Niderlandzki czasownik. Odmiana w czasie teraźniejszym i przeszłym: ‘drinken’
Als ik ziek ben, drink ik veel thee met citroen en honing. Vroeger toen ik ziek was, dronk ik meestal warme melk met knoflook, boter en honing. Ik vond het niet lekker maar mijn moeder zei dat het helpt. Bij ons thuis vond alleen mijn oudste zus het lekker.
Sinds een week ben ik een beetje verkouden. Ik heb vanmorgen de melk met alle ‘heerlijke’ ingrediënten gedronken, maar het blijft nog steeds vies.
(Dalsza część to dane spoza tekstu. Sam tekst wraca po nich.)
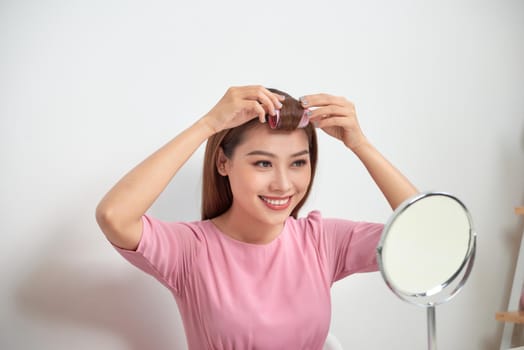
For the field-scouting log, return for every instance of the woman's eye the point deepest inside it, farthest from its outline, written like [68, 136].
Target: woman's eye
[263, 164]
[299, 163]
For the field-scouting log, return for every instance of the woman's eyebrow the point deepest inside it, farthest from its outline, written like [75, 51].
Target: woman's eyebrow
[272, 155]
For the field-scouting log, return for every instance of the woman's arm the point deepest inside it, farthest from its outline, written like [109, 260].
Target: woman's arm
[337, 117]
[120, 211]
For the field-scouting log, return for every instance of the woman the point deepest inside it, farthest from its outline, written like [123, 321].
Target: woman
[251, 274]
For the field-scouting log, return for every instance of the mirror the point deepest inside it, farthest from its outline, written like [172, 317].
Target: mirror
[426, 251]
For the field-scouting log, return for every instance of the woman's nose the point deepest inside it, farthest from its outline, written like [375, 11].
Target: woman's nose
[281, 181]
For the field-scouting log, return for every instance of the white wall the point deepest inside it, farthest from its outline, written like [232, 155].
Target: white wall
[89, 88]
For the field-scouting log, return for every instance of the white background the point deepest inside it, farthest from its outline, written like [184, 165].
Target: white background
[90, 88]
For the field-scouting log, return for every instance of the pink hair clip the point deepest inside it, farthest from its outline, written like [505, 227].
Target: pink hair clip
[304, 121]
[274, 120]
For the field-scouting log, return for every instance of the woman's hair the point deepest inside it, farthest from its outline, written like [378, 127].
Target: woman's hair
[216, 192]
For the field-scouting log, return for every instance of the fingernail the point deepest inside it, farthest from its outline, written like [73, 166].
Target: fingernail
[303, 101]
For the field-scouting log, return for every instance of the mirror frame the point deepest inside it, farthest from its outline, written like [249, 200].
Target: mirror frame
[450, 287]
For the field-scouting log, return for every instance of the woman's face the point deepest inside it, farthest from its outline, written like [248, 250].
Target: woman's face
[269, 173]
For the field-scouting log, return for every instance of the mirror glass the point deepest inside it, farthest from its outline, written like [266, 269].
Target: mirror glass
[427, 247]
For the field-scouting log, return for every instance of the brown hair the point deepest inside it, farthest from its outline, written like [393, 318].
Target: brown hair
[216, 192]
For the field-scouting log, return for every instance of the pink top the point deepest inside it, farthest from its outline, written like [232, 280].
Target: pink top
[236, 295]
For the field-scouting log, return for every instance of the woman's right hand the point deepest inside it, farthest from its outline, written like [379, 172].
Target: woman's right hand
[241, 104]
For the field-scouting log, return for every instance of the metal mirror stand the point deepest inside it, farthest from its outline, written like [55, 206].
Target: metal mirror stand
[431, 226]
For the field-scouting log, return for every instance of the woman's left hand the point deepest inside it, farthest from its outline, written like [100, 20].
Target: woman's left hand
[336, 116]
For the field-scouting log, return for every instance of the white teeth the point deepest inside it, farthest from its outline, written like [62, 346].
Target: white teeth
[275, 201]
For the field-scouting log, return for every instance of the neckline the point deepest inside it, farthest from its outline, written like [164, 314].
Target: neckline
[226, 237]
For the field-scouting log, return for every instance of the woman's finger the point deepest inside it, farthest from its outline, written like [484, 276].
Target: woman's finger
[329, 111]
[265, 97]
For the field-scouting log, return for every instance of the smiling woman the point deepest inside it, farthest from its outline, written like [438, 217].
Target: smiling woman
[252, 274]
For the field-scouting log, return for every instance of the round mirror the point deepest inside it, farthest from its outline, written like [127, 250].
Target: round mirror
[427, 250]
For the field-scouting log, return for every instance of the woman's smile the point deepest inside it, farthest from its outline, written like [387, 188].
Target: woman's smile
[276, 203]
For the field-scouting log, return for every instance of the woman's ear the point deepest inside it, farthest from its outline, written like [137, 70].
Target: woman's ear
[221, 162]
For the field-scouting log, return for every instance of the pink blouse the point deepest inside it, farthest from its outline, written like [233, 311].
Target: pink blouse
[236, 295]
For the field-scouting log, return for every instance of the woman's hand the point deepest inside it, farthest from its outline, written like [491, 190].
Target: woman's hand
[336, 116]
[241, 104]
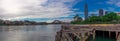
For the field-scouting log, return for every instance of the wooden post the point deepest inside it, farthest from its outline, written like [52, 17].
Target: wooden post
[116, 35]
[109, 34]
[94, 35]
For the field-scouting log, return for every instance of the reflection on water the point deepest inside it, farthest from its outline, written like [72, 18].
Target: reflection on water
[28, 33]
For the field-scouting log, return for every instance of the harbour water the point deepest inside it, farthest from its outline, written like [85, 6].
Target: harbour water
[29, 33]
[33, 33]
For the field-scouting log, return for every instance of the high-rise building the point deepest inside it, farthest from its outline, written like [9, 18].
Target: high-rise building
[101, 12]
[86, 11]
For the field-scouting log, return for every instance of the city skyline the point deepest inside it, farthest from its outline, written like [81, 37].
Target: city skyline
[50, 10]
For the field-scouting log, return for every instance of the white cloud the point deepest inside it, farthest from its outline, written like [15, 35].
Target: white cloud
[19, 9]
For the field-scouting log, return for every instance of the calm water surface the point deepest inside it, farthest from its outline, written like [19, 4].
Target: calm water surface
[29, 33]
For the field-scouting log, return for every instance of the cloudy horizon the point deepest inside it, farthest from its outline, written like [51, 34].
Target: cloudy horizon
[49, 10]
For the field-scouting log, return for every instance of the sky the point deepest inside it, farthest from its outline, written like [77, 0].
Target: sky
[50, 10]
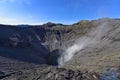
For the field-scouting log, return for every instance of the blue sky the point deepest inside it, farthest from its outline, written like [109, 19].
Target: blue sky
[58, 11]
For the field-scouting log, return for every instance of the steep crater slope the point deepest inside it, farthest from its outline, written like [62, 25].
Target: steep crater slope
[23, 48]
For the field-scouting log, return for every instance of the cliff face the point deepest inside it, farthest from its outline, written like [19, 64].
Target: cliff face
[27, 47]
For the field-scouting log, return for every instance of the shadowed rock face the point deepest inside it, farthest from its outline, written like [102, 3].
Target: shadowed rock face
[32, 52]
[52, 58]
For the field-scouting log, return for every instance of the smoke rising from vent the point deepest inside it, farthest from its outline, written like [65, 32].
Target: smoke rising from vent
[93, 38]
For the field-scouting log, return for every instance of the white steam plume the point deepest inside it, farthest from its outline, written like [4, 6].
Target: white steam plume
[91, 39]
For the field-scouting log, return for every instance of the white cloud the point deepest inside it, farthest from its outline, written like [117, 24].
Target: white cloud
[14, 21]
[26, 2]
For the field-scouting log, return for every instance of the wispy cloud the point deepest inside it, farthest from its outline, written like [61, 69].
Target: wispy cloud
[14, 21]
[27, 2]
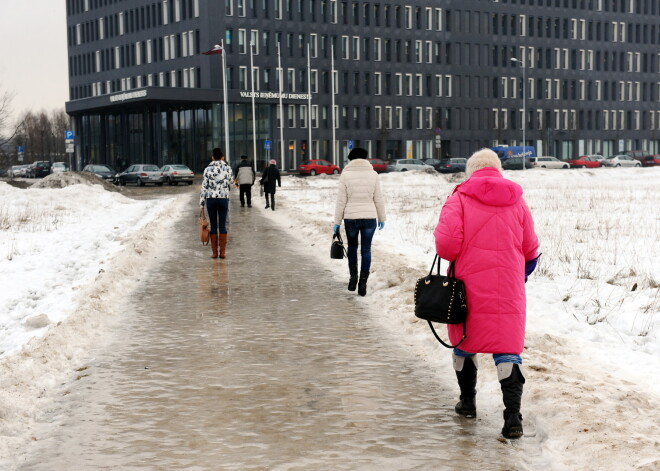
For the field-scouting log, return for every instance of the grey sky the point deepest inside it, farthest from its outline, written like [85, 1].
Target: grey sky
[33, 54]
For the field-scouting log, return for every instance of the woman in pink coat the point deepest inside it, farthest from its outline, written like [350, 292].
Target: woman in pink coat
[487, 231]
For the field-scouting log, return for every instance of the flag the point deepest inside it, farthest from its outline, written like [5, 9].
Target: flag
[217, 49]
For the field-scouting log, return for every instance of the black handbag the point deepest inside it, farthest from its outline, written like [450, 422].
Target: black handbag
[337, 248]
[441, 299]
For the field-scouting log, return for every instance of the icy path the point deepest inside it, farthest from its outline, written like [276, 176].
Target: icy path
[261, 361]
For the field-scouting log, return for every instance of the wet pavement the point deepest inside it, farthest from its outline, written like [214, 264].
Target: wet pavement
[261, 361]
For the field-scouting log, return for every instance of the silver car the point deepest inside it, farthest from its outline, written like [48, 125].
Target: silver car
[621, 161]
[173, 174]
[141, 174]
[403, 165]
[59, 167]
[548, 162]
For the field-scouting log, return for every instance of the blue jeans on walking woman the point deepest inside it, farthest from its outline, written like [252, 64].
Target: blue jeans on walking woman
[355, 228]
[217, 208]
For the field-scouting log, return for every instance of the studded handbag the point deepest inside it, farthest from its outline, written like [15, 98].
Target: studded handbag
[204, 231]
[442, 299]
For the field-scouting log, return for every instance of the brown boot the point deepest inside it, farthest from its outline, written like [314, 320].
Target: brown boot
[214, 245]
[223, 244]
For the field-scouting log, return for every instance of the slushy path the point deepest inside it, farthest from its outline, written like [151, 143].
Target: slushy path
[261, 361]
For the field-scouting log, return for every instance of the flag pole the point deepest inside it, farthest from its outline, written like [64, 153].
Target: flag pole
[309, 108]
[226, 104]
[279, 65]
[254, 115]
[332, 77]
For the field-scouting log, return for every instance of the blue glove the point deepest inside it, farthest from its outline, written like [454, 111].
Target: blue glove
[530, 266]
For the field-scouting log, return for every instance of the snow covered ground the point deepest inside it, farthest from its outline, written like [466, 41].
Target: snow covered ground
[593, 344]
[592, 351]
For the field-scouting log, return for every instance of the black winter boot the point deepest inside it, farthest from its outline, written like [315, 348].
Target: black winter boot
[352, 281]
[466, 373]
[362, 283]
[511, 382]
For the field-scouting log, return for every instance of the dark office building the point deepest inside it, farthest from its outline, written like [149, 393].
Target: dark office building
[412, 78]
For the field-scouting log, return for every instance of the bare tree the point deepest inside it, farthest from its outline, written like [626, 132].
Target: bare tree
[7, 130]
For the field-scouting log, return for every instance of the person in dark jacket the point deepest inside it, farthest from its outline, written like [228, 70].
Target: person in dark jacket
[245, 177]
[269, 177]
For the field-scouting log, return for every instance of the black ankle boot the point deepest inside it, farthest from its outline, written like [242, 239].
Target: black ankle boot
[467, 382]
[362, 283]
[352, 281]
[512, 387]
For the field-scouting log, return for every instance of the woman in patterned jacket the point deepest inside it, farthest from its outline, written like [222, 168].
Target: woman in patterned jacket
[215, 196]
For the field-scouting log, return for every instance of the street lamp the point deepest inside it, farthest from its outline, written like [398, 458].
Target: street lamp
[524, 120]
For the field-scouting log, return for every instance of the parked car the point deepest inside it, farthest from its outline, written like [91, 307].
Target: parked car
[651, 161]
[101, 170]
[17, 171]
[38, 169]
[379, 165]
[641, 155]
[515, 163]
[141, 174]
[621, 161]
[403, 165]
[314, 167]
[585, 161]
[548, 162]
[432, 162]
[59, 167]
[453, 165]
[173, 174]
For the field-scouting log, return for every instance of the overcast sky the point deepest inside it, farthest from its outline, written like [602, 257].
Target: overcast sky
[33, 53]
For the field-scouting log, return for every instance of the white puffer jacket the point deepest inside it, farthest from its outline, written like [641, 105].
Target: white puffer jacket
[359, 195]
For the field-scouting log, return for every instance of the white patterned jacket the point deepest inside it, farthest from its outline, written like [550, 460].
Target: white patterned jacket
[217, 181]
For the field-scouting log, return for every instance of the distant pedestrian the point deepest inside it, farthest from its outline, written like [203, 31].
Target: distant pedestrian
[487, 232]
[269, 177]
[245, 177]
[216, 185]
[361, 205]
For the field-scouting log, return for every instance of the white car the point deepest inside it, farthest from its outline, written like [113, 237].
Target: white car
[621, 161]
[403, 165]
[548, 162]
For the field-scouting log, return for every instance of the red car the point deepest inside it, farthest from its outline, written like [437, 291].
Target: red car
[314, 167]
[379, 165]
[585, 161]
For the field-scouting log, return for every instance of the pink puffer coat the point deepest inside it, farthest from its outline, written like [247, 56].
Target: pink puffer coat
[486, 227]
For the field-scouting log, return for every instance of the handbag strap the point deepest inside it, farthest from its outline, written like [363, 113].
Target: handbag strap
[338, 236]
[449, 345]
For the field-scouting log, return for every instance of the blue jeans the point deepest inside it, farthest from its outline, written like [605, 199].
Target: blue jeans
[355, 227]
[498, 357]
[217, 208]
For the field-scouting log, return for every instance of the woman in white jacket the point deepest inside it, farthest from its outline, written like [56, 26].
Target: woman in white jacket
[360, 204]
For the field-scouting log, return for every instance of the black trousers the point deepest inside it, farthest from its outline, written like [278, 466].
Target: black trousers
[272, 200]
[245, 192]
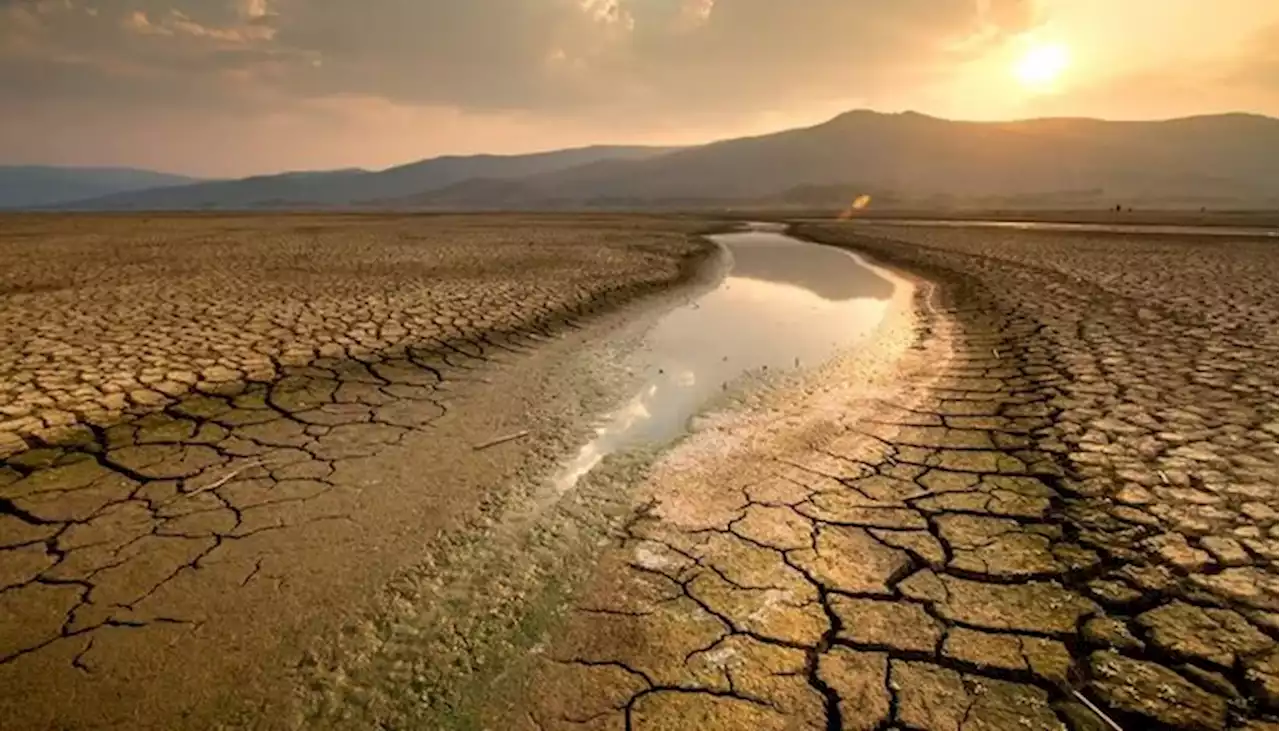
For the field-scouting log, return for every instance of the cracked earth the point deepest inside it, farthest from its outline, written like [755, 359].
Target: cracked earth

Czas teraźniejszy | Czas przeszły niedokonany | Czas przeszły dokonany |
ik drink | ik dronk | ik heb gedronken |
jij, u drinkt | jij, u dronk | jij, u hebt gedronken |
hij, zij drinkt | hij, zij dronk | hij, zij heeft gedronken |
wij drinken | wij dronken | wij hebben gedronken |
jullie drinken | jullie dronken | jullie hebben gedronken |
zij drinken | zij dronken | zij hebben gedronken |
Darek Tymecki
Niderlandzki czasownik. Odmiana w czasie teraźniejszym i przeszłym: ‘bakken’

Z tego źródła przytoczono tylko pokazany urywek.